Yalnız kalmaktan korkuyoruz
Duygusal ve zihinsel olarak bize işkence ederken bile gitmeye korkuyoruz çünkü yeniden başlamaktan, her şeyi baştan yapmak zorunda kalmaktan korkuyoruz. Sorunlarımızı yeni birine verecek cesaretimiz ya da enerjimiz yok. Şu anda var olan şeye katlanıyoruz, bize verdiği acıya rağmen, çünkü bunu kabul etmeyi reddetsek de, her şeyi başa almaktan korkuyoruz. Konfor bölgemizin dışına çıkmak istemiyoruz, kutunun dışına, bu yüzden yerleşiyoruz. Orada olanlarla yetiniyoruz çünkü sahip olduğumuz sayısız yükün ötesini görmek isteyen başka birinin olup olmadığından emin değiliz. Bizi gerçekte olduğumuz gibi kabul edebilecek başka insanlar olduğundan şüpheliyiz, en derin ve en karanlık yerlerimiz de dahil, bu yüzden zaten bilenlerle, daha iyi bir şey bilmeyenlerle, açıkta kalan benliğimizi bize karşı kullananlarla, bizi kendi bencil niyetlerinde esir tutmak için seçmeyi seçiyoruz.
Zorlanınca ilişkilerden vazgeçmediğimizi söyledikleri doğru, ama bir ilişkide yaşanan zorlukların sevdiklerimiz tarafından neden olmaması gerektiğini anlamamız gerekir. Mücadeleler, hem sizin hem de diğer yarınızın üstesinden gelmeniz gereken dış nedenlerden kaynaklanan olaylardan kaynaklanır. Büyüyen her ilişkide doğuştan gelen sorunların üstesinden gelmekle, onları kasıtlı olarak yaratan birinin neden olduğu çatışmaları çözmek arasındaki büyük farkı öğrenmeliyiz.

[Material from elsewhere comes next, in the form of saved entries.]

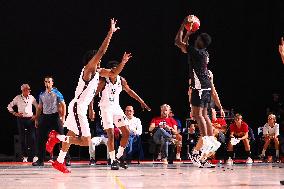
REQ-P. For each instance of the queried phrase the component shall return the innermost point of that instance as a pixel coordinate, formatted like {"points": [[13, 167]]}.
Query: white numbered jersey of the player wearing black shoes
{"points": [[110, 94]]}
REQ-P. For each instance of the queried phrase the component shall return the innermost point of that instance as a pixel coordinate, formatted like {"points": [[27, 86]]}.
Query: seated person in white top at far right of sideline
{"points": [[271, 133]]}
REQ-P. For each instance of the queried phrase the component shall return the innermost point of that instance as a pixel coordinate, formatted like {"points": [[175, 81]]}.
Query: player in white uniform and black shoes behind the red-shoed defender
{"points": [[112, 113]]}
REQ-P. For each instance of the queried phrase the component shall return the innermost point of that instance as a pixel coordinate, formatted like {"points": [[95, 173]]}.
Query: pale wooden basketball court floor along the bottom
{"points": [[144, 175]]}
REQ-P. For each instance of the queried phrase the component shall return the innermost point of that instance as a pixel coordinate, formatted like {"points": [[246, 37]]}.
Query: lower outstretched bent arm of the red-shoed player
{"points": [[115, 71]]}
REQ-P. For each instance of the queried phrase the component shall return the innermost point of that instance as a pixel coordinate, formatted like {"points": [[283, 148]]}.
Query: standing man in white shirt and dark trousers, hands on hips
{"points": [[25, 121]]}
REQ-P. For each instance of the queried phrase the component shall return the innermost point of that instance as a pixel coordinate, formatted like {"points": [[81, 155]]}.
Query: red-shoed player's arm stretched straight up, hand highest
{"points": [[92, 64]]}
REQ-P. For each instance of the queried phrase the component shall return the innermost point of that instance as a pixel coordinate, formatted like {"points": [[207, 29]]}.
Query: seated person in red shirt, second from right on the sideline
{"points": [[239, 132]]}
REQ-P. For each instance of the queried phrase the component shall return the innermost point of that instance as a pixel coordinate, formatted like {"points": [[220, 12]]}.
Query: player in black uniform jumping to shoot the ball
{"points": [[201, 89]]}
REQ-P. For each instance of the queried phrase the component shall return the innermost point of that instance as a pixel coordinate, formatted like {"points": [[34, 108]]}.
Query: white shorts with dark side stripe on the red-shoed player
{"points": [[77, 120]]}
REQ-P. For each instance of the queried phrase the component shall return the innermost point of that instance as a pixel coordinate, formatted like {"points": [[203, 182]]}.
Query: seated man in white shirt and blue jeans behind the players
{"points": [[134, 140]]}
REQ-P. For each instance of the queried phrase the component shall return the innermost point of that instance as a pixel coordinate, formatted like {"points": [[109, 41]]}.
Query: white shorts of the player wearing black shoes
{"points": [[113, 115]]}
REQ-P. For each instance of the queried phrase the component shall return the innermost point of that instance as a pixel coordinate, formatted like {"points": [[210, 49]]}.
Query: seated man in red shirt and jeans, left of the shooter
{"points": [[162, 128]]}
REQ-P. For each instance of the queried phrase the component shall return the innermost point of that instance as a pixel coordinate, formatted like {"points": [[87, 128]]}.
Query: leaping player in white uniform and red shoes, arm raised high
{"points": [[76, 121]]}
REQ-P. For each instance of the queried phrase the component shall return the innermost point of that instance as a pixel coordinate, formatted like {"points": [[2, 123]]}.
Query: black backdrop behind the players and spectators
{"points": [[50, 37]]}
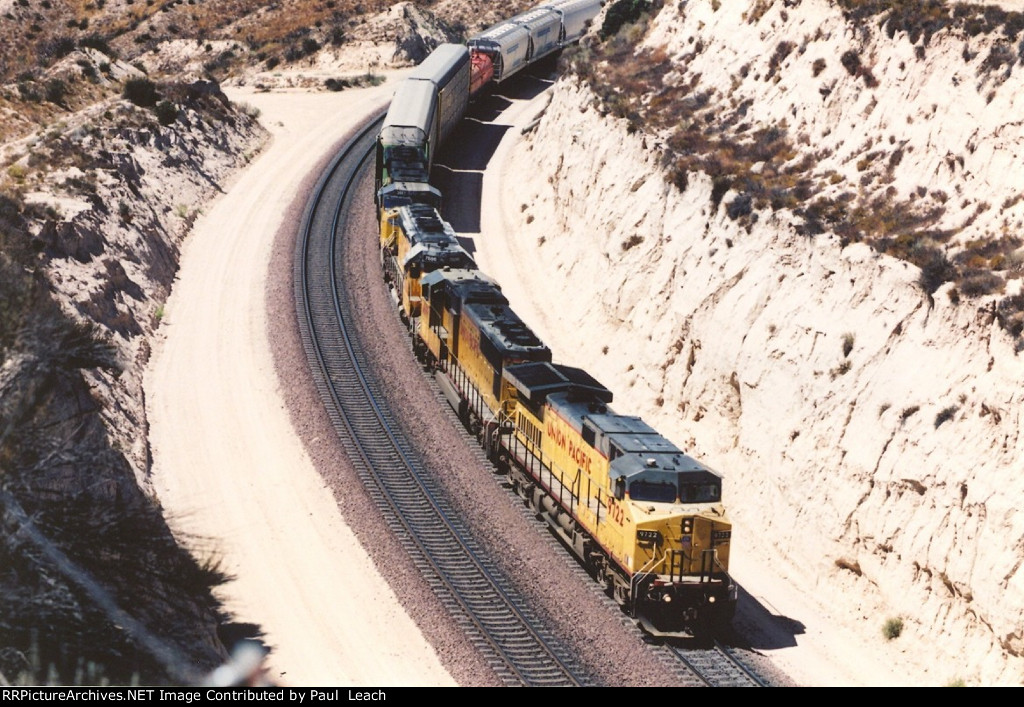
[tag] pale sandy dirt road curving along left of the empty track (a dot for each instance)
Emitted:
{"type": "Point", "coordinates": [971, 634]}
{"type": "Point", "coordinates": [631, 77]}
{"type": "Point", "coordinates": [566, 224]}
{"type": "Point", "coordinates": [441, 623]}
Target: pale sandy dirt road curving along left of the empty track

Başkalarının fikirlerimizi ele geçirmesine izin veriyoruz
Başkalarının okumasına izin verdiğimiz bölümlerimiz asla bizi küçük söylemek için kullanılan bir silah olmamalı. İnsanlar bunları bize zarar vermek, manipüle etmek için ellerinde tuttuğu silahlar olarak düşünmeye bile cesaret etmemeli. İçimizde ki derinden sevgi bizim olmalı. Kimsenin bize kendi parçalarımız olduğunu düşündürmeye hakkı yok. Hiç kimsenin güvensizliğimizi, kusurlarımızı ya da tatsızlığımızı bize karşı kullanmaya hakkı yok, özellikle de sonunda kendimizi seçme cesaretini zedeleyip, bizi içine almayı seçtikleri kutudan kurtulmaya izin vermediklerinde.
Geçici olduğunu bilerek yalnız kalmayı seçmekten korkmayın. Yalnız olmak yalnız olmakla aynı şey değildir. Uzun vadede, yanlış kişiyle vakit geçirmek ve zaman harcamak, yerine gelen bir hayat yerine pişmanlıklarla dolu bir hayatla sonuçlanır. Eninde sonunda, her şey kendi başlarına başarısız olacak ve yarardan çok zarara yol açacak. Eğer birbirinizi bırakacak kadar özverili ve cesur olsaydınız hem sizi hem de sevgilinizi affedebilirdiniz.